Bajo el nombre del monje, estaba también grabada la fecha de su profesión perpetua: Pascua, 1358. Giovanni se quedó estupefacto. ¡Esa era la razón por la que no habían encontrado el cuerpo del santo eremita! Con toda probabilidad, había instalado su lecho en la segunda parte de la gruta. Una noche, un desprendimiento había obstruido el túnel que separaba las dos cavidades y el infeliz se había encontrado atrapado. Debía de haber muerto de hambre y de sed. Los hermanos que habían ido a buscar su cuerpo no conocían la gruta, ya que el viejo eremita vivía recluido allí desde hacía cuarenta años. En consecuencia, no habían podido sino constatar la misteriosa desaparición del anciano.
Giovanni pensó en el monje que había contado, unas semanas más tarde, el sueño en el que había visto a los ángeles de Dios transportando el cuerpo del eremita directamente al cielo.
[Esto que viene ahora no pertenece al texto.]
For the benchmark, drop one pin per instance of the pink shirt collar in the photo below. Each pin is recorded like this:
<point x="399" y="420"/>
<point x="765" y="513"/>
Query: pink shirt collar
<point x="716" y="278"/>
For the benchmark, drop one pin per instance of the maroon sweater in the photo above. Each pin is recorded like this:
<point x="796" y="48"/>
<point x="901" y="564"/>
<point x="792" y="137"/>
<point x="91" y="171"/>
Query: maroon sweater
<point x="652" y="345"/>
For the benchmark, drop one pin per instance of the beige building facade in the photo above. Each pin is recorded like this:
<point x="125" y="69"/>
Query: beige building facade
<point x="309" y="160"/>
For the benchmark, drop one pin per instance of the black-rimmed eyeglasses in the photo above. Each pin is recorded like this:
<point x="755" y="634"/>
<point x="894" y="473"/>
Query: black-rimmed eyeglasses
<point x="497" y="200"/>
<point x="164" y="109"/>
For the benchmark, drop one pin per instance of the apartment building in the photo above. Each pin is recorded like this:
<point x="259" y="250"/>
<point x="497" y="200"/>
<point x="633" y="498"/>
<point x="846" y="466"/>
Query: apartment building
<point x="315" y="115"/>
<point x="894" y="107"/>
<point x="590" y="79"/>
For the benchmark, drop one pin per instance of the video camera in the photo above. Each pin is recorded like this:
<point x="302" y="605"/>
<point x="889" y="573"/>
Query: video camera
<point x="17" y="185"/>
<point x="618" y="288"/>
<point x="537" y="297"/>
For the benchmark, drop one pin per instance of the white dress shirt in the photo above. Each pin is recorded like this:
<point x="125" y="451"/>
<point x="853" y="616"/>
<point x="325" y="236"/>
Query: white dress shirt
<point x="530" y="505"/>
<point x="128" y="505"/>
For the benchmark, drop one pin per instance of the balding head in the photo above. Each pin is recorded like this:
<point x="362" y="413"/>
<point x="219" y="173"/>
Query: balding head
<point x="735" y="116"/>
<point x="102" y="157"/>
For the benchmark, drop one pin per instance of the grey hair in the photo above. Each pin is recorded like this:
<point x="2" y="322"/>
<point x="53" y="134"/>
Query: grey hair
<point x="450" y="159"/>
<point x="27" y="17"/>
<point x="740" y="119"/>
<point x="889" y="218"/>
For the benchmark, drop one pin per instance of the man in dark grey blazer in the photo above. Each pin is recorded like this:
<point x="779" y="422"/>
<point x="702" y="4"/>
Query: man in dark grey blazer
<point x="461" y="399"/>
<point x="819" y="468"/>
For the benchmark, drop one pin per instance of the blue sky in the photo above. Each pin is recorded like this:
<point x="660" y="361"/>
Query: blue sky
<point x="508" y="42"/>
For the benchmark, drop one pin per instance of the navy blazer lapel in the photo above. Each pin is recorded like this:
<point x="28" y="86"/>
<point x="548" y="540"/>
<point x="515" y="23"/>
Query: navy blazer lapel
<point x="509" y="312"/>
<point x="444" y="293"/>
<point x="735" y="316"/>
La explicación se había impuesto y desde hacía casi ciento cincuenta años se veneraba la memoria de ese eremita como la de un gran santo. Un estremecimiento de angustia recorrió la espalda del joven.
«Señor Jesús, Hijo de Dios vivo, ten piedad de mí, pecador».
Giovanni rezó y se tranquilizó pensando que el padre Efrén sin duda había alcanzado, después de tantos años de soledad, un altísimo grado de espiritualidad. Poco importaba, pues, que su muerte hubiera sido accidental y no milagrosa.
Giovanni decidió dar cristiana sepultura a su desdichado compañero. Lo ideal habría sido informar a los hermanos de ese descubrimiento a fin de que el santo hombre fuera enterrado en el monasterio. Sin embargo, renunció a ese proyecto por miedo a enturbiar la fe de algunos monjes, que profesaban una inmensa veneración por el eremita. Tomó la decisión de juntar los huesos al fondo de la gruta, cubrirlos con piedras y poner encima la cruz de madera que había llevado consigo.
Mientras terminaba el trabajo, observó algo insólito en una de las rocas que estaba desplazando: una vaga inscripción cubierta de polvo. La frotó con la manga.
Sí, unas palabras se alineaban allí, ilegibles en la semioscuridad.
Ese nuevo descubrimiento conmovió el alma de Giovanni. El santo eremita, antes de morir, había deseado dejar un mensaje. Y ese testamento, la Providencia había querido que fuera él, fray Ioannis, quien lo recibiera… un siglo y medio más tarde. El monje dio gracias a Dios por ese don inestimable.
«Señor Jesús, Hijo de Dios vivo, ten piedad de mí, pecador».
Muy alterado, empujó la roca hacia la luz. Después de haber realizado grandes esfuerzos, logró su objetivo y contempló la piedra.
Había tres palabras escritas con mano trémula. Eran prácticamente ilegibles, y Giovanni tuvo que frotar más la piedra.
Entonces se dio cuenta de que el santo hombre había escrito sus últimas palabras con la yema del dedo… impregnada de sangre.
Con el corazón palpitante, logró por fin descifrar el mensaje que Efrén había dejado a los humanos después de cuarenta años de reclusión.
Y ese mensaje decía: «Dios no existe».